Since the tangent line to function f(x) = 2x ^2 has to be parallel to the line 4x + y + 3 = 0, both needs to have the same slope.

Equation of the straight line can be rewritten in slope-intercept form to : y = -4x - 3. Hence the desired slope of our line is -4.

And derivative of f(x) will provide the slope of the line tangent to f(x)

d/dx(f(x)) = 4x

setting it equal to -4

4x = -4 or x= -1 provides one of the conditions

Corresponding y coordinate can be found from the f(x) = 2x^2 equation, y = 2*(-1)^2 = 2

The slope of the desired line is equal to -4, and we now have a point on the desired line (-1,2), as well the point of tangency

Using the point-slope, equation to desired line can be obtained as follows. Given slope m = -4 and a point on the desired line,(x0,y0), the equation of the line is given by

(y - y0) = m(x - x0)

y -2 = -4(x + 1 )

y = -4x -2

The given line is :-

4x + y + 3 = 0

or, y = -4x - 3 (the line is represented in slope intercept form)

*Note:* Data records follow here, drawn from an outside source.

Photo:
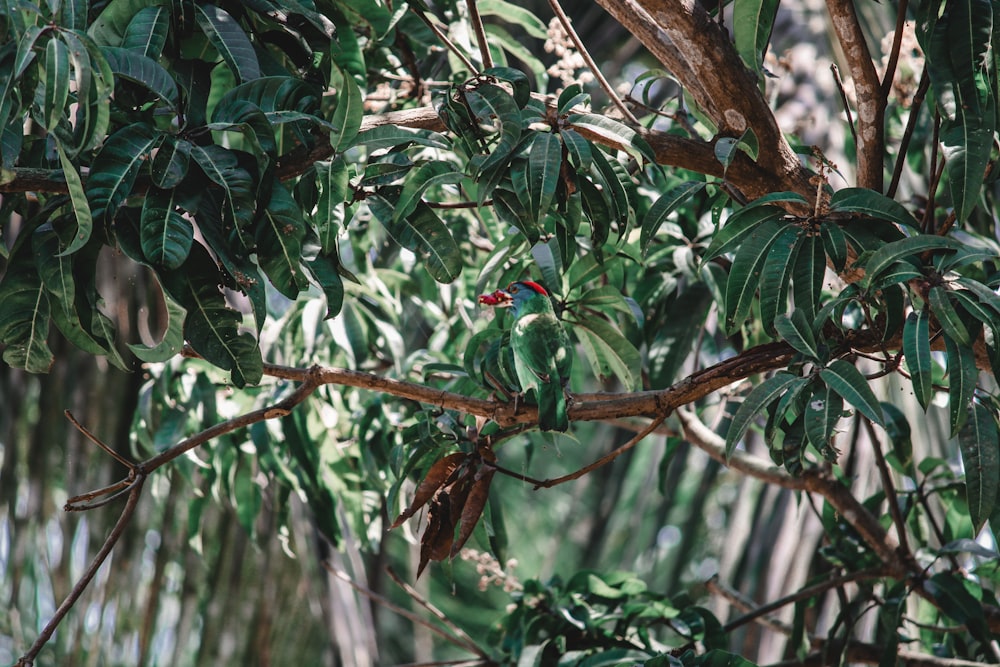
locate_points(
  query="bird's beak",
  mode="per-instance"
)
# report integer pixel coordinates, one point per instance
(498, 299)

Thus, the slope of the line = -4

Now, the tangent to the curve f(x) = 2(x^2) is parallel to the above line

Thus, the slope of the tangent = slope of the line = -4.......(1)

The given function is:-

f(x) = 2(x^2)

differentiating both sides w.r.t 'x' we get

f'(x) = 4x

Now, slope of the tangent = -4

Thus, 4x = -4

or, x = -1 Putting the value of x = -1 in the given equation of curve, we get

f(-1) = y = 2

Hence the tangent passes through the point (-1,2)

Thus, equation of the tangent at the point (-1,2) and having slope = -4 is :-

y - 2 = (-4)*(x - (-1))

or, y - 2 = -4x - 4

or, y + 4x + 2 = 0 is the equation of the tangent to the given curve at (-1,2)